(单词翻译:单击)
英文
Heart Keeps Pumping Out New Cells
The heart-stopping news from Stockholm is that the heart never stops—growing, that is. Because researchers have shown that the human heart continues to produce muscle cells, even in adults.
Scientists have long debated whether the heart was capable of regeneration. They could make heart cells divide in a culture dish. But no one knew whether the cells could do the same in a living organism.

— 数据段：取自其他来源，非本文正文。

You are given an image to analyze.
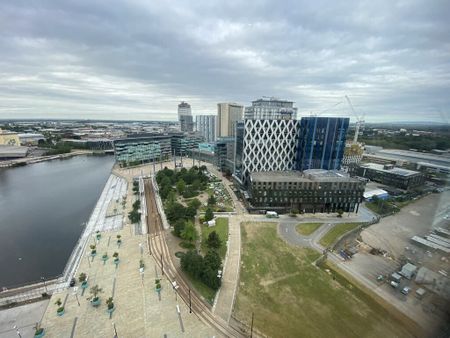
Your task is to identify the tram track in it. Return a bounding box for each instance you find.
[144,180,245,337]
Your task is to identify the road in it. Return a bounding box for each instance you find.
[145,180,244,337]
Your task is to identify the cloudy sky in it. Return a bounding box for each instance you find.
[0,0,450,122]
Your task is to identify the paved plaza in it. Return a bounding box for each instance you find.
[38,175,220,338]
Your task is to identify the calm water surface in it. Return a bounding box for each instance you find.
[0,156,114,288]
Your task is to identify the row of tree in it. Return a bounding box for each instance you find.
[181,250,222,290]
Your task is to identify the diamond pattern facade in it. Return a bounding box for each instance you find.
[241,120,300,185]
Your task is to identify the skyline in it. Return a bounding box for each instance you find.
[0,1,450,123]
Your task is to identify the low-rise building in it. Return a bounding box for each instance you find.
[249,169,365,212]
[0,129,20,146]
[113,134,172,165]
[352,163,425,190]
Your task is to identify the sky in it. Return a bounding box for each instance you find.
[0,0,450,123]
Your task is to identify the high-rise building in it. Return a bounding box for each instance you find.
[244,97,297,120]
[178,101,194,132]
[235,119,300,186]
[195,115,216,142]
[216,103,244,137]
[296,116,350,171]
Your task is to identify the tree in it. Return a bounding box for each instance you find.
[203,250,222,273]
[186,205,197,219]
[173,219,186,237]
[205,207,214,222]
[208,195,217,206]
[177,179,186,195]
[206,231,222,249]
[181,221,198,242]
[188,198,202,210]
[180,250,204,278]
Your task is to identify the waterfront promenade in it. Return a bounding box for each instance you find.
[0,175,128,306]
[37,166,220,337]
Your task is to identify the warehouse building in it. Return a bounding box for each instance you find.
[249,169,365,213]
[352,163,425,190]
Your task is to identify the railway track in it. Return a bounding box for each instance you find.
[145,180,245,337]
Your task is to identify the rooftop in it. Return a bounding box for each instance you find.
[250,169,360,182]
[361,163,419,177]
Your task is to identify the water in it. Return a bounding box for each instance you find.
[0,156,114,288]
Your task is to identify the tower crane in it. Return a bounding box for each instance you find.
[345,95,365,143]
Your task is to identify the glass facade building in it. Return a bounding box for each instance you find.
[296,116,350,171]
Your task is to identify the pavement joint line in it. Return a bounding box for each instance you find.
[177,304,184,332]
[62,293,69,307]
[111,277,116,298]
[70,317,78,338]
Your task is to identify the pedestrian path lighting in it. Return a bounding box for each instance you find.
[102,252,108,265]
[113,252,119,267]
[32,323,45,338]
[90,244,97,257]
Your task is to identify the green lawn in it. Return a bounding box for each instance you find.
[319,223,361,248]
[295,223,323,236]
[202,218,228,259]
[234,223,411,338]
[185,272,216,304]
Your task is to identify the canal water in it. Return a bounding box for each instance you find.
[0,156,114,289]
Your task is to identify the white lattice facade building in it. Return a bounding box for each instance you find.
[240,119,300,185]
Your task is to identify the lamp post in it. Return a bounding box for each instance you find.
[13,325,22,338]
[41,277,48,293]
[112,322,119,338]
[73,286,80,306]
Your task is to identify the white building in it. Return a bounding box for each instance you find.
[178,101,194,132]
[235,119,300,185]
[216,103,244,137]
[195,115,216,143]
[244,97,297,120]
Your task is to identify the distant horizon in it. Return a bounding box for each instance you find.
[0,0,450,123]
[0,115,450,126]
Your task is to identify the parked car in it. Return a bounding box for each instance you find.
[391,281,400,289]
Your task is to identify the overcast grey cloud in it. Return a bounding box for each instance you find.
[0,0,450,122]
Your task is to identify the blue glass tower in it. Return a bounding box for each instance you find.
[296,116,350,171]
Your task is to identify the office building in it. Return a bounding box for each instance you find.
[170,133,203,156]
[0,129,20,146]
[195,115,216,143]
[113,134,171,166]
[342,142,364,167]
[296,116,350,171]
[249,169,365,213]
[244,97,297,120]
[234,119,299,186]
[178,101,194,132]
[352,163,425,190]
[216,103,244,137]
[215,137,235,174]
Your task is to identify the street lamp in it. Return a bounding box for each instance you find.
[41,277,48,293]
[112,322,119,338]
[13,325,22,338]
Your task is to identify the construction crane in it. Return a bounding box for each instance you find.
[345,95,365,144]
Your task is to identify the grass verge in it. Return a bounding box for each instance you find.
[319,223,361,248]
[295,223,323,236]
[234,222,411,338]
[202,217,228,259]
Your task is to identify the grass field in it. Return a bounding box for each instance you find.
[295,223,323,236]
[234,223,411,338]
[202,218,228,259]
[319,223,361,248]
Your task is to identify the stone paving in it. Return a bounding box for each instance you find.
[37,174,219,338]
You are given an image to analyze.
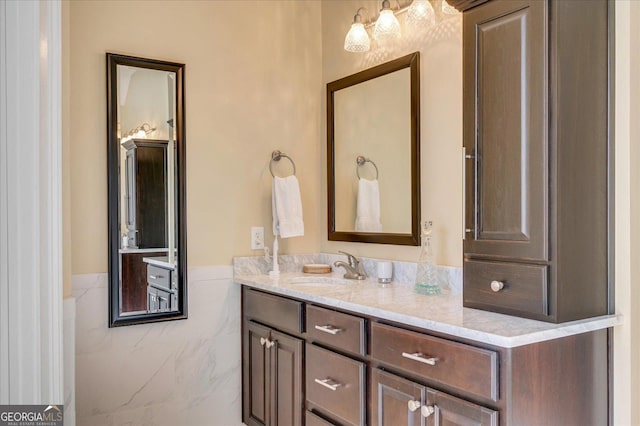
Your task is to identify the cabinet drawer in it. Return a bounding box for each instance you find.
[463,260,549,319]
[307,306,365,355]
[243,289,303,333]
[147,265,171,289]
[305,411,334,426]
[306,345,366,426]
[371,323,499,401]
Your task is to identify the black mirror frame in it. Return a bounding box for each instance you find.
[106,53,187,327]
[327,52,420,246]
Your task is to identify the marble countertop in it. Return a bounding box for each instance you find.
[142,256,176,270]
[234,272,622,348]
[118,248,169,253]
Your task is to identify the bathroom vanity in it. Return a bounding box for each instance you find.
[235,273,618,425]
[143,256,178,313]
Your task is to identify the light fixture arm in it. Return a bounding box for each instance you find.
[353,7,367,24]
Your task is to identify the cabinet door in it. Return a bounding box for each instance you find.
[269,331,304,426]
[371,369,426,426]
[463,0,548,261]
[242,321,270,426]
[423,389,498,426]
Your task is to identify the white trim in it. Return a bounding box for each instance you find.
[0,1,64,404]
[63,297,76,426]
[0,2,9,404]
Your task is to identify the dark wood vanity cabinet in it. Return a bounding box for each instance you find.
[460,0,610,322]
[242,291,304,426]
[371,369,498,426]
[242,287,609,426]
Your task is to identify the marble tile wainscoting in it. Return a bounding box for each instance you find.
[73,266,242,426]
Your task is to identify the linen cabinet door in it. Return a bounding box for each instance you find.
[371,369,426,426]
[422,389,498,426]
[463,0,549,261]
[269,331,304,426]
[242,321,271,426]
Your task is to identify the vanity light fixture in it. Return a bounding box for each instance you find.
[373,0,400,42]
[344,7,371,52]
[344,0,452,53]
[120,123,156,143]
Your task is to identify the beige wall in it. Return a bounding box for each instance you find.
[613,0,640,425]
[321,0,462,267]
[64,1,324,280]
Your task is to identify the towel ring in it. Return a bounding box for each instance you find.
[356,155,379,180]
[269,150,296,177]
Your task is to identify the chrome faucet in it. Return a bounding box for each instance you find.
[333,251,367,280]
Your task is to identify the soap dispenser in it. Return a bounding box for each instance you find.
[415,221,441,294]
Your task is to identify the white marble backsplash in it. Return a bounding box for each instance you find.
[233,253,462,293]
[73,266,242,426]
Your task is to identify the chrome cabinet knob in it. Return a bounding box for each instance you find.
[420,405,436,417]
[407,400,422,411]
[491,280,504,293]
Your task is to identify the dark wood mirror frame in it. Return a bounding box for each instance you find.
[327,52,420,246]
[106,53,187,327]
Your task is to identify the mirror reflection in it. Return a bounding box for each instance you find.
[327,53,420,245]
[107,54,186,326]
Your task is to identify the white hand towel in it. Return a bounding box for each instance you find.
[356,178,382,232]
[271,175,304,238]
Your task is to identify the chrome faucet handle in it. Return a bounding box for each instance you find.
[338,250,360,268]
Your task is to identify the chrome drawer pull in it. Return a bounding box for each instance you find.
[315,379,342,390]
[491,280,504,293]
[402,352,438,365]
[420,405,436,417]
[407,399,422,412]
[315,324,342,335]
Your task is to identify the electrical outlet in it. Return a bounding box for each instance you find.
[251,226,264,250]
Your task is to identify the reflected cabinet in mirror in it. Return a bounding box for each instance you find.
[107,53,187,327]
[327,52,420,245]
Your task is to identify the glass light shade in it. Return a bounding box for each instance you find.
[442,0,460,15]
[407,0,436,27]
[344,22,371,52]
[373,9,400,41]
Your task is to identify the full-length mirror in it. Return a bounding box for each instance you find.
[327,52,420,245]
[107,53,187,327]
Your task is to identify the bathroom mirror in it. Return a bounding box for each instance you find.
[107,53,187,327]
[327,52,420,245]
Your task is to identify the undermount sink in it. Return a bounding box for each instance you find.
[286,276,358,285]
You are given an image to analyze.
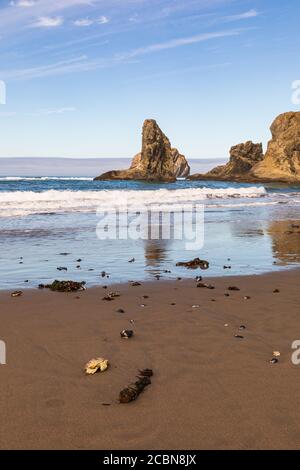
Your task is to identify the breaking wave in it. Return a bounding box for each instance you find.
[0,187,267,217]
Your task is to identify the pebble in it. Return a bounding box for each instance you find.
[197,282,215,289]
[120,330,133,339]
[273,351,281,357]
[10,290,23,297]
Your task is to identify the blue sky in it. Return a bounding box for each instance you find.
[0,0,300,158]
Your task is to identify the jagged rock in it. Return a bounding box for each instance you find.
[95,119,190,182]
[190,141,264,180]
[176,258,209,269]
[39,280,86,292]
[252,112,300,183]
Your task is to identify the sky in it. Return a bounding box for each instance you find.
[0,0,300,158]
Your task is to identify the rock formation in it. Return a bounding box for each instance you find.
[95,119,190,182]
[190,112,300,183]
[252,112,300,183]
[191,142,263,180]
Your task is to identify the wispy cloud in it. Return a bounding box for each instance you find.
[73,18,94,27]
[0,107,77,118]
[10,0,36,8]
[73,15,109,27]
[118,30,241,59]
[27,107,76,116]
[30,16,64,28]
[0,29,243,80]
[222,10,259,21]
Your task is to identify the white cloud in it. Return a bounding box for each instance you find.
[0,107,77,118]
[73,16,109,27]
[0,29,244,80]
[30,16,64,28]
[96,16,109,24]
[118,30,241,59]
[73,18,94,26]
[29,107,76,116]
[10,0,36,8]
[223,10,259,21]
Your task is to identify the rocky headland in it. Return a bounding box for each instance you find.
[95,119,190,182]
[190,112,300,184]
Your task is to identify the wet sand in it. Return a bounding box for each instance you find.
[0,270,300,450]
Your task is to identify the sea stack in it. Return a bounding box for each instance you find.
[252,112,300,183]
[191,141,264,181]
[190,112,300,184]
[95,119,190,182]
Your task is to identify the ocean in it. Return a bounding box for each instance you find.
[0,159,300,289]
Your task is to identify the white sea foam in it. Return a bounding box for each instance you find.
[0,187,267,217]
[0,176,93,181]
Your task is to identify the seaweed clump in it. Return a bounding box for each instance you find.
[119,369,153,403]
[176,258,209,269]
[39,280,86,292]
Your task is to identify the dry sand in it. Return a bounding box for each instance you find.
[0,270,300,450]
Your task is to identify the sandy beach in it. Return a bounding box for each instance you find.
[0,269,300,450]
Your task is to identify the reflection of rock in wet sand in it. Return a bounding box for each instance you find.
[267,220,300,264]
[145,240,168,268]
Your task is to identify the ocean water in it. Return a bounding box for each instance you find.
[0,167,300,289]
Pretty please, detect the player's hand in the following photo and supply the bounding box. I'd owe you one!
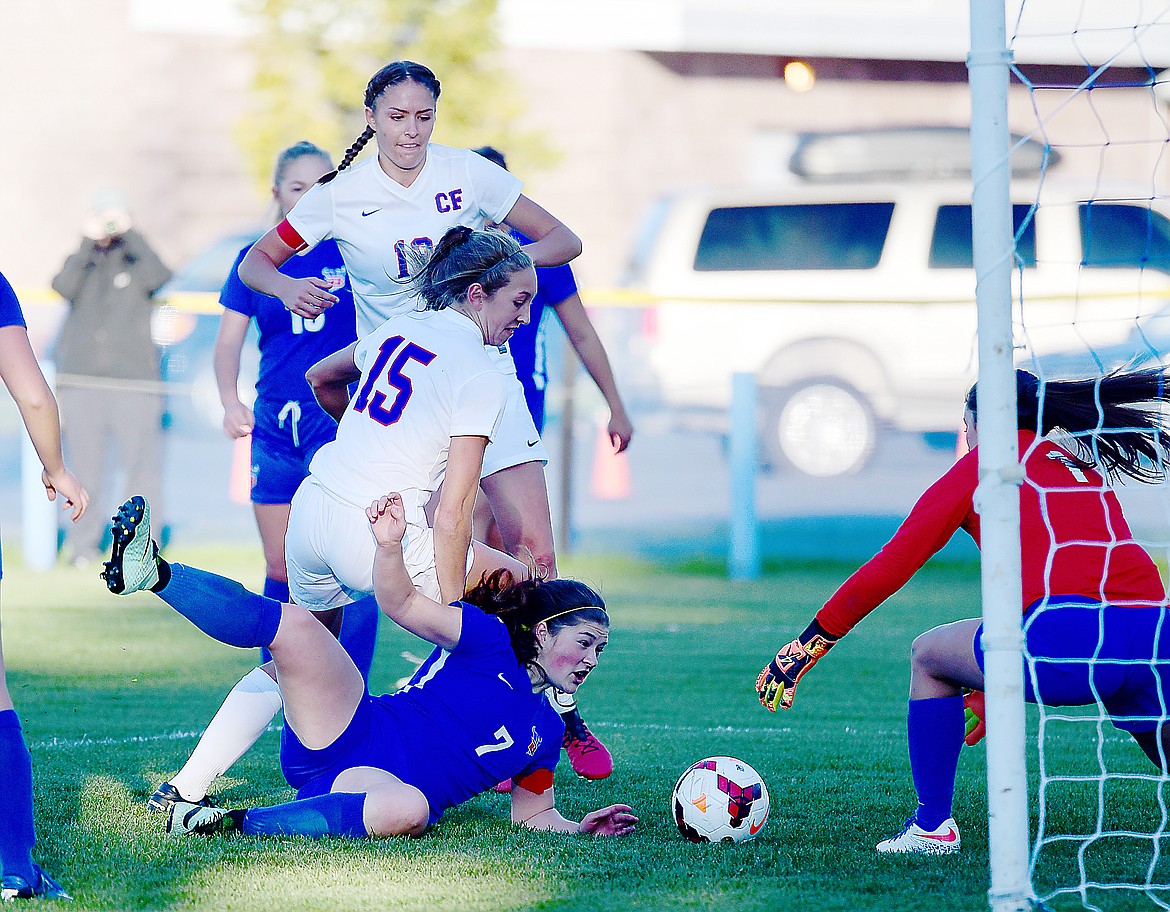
[41,468,89,522]
[963,691,987,747]
[366,492,406,548]
[223,402,256,440]
[281,275,338,320]
[606,412,634,453]
[756,619,838,713]
[580,804,638,836]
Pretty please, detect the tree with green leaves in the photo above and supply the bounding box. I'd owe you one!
[236,0,553,188]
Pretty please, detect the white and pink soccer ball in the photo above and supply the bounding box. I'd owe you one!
[670,756,769,843]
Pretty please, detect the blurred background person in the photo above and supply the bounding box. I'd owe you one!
[53,190,171,565]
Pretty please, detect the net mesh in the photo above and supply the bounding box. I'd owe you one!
[1007,0,1170,910]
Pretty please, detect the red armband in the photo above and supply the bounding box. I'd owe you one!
[276,219,309,253]
[512,769,552,795]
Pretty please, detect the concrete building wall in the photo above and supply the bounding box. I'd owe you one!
[0,0,1166,288]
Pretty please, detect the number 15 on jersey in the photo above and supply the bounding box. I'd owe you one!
[353,336,435,426]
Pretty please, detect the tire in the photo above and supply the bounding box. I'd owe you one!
[764,379,878,478]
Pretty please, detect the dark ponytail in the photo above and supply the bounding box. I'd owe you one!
[463,569,610,666]
[407,225,532,310]
[966,368,1170,481]
[317,60,441,184]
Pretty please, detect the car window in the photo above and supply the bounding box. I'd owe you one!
[929,205,1035,269]
[695,203,894,272]
[164,234,260,296]
[1081,203,1170,273]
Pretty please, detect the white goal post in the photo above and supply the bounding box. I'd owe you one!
[968,0,1032,912]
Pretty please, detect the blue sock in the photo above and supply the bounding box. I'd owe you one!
[241,791,367,839]
[260,576,289,665]
[0,709,39,886]
[338,596,381,685]
[158,563,281,649]
[907,694,965,830]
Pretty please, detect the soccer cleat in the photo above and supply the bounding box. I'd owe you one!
[878,817,959,855]
[0,863,73,903]
[166,801,243,836]
[146,782,215,814]
[560,707,613,779]
[102,494,158,595]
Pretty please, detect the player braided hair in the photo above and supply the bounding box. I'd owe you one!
[463,569,610,667]
[410,225,532,310]
[966,368,1170,481]
[317,60,441,184]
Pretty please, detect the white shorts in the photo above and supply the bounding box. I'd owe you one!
[284,476,472,611]
[480,367,549,478]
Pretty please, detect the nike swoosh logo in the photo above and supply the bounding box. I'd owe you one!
[918,828,958,842]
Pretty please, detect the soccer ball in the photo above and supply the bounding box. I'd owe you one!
[672,756,769,842]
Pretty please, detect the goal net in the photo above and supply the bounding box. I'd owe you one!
[972,0,1170,911]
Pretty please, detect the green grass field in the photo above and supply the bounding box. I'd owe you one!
[2,548,1166,912]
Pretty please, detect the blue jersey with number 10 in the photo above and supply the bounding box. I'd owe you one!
[220,240,357,406]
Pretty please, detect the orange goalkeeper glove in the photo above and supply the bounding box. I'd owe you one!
[756,619,838,713]
[963,691,987,747]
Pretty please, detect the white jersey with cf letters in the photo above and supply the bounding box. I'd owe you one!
[285,310,508,610]
[281,143,523,336]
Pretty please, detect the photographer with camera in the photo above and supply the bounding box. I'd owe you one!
[53,190,171,565]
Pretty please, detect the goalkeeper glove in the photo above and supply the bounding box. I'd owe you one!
[963,691,987,747]
[756,619,838,713]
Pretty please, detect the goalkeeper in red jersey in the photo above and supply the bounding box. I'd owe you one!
[756,368,1170,853]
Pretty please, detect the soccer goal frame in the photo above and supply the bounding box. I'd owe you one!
[968,0,1033,912]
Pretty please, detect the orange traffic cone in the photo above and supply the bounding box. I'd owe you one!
[227,436,252,505]
[590,425,632,500]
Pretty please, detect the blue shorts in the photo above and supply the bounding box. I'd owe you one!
[281,693,442,827]
[252,399,337,503]
[973,596,1170,732]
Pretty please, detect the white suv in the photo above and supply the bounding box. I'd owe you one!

To find out, the Swedish scientists literally took advantage of fallout from the Cold War. The testing of nuclear weapons in the 1950s spewed a lot of radioactive carbon-14 into the air. That C-14 then got incorporated into the cells of every plant and animal on earth. When testing was banned in the ‘60s, C-14 levels dropped.
Those changing levels of radioactive carbon could be used to estimate when individual cells in the body, and in the heart, arose. Using this C-14 dating, the scientists found that a 25-year-old replaces about 1 percent of his heart cells a year, and a 75-year-old about half that, data published in the journal Science. The turnover is a tad slow but it does offer hope that damaged hearts might someday be made to mend themselves.
中文
心脏一直都在生成新细胞
心脏从没有停止生长,这是来自斯德哥尔摩的振奋人心的消息。研究者们显示即使对于成年人来说,心脏一直在生成肌细胞。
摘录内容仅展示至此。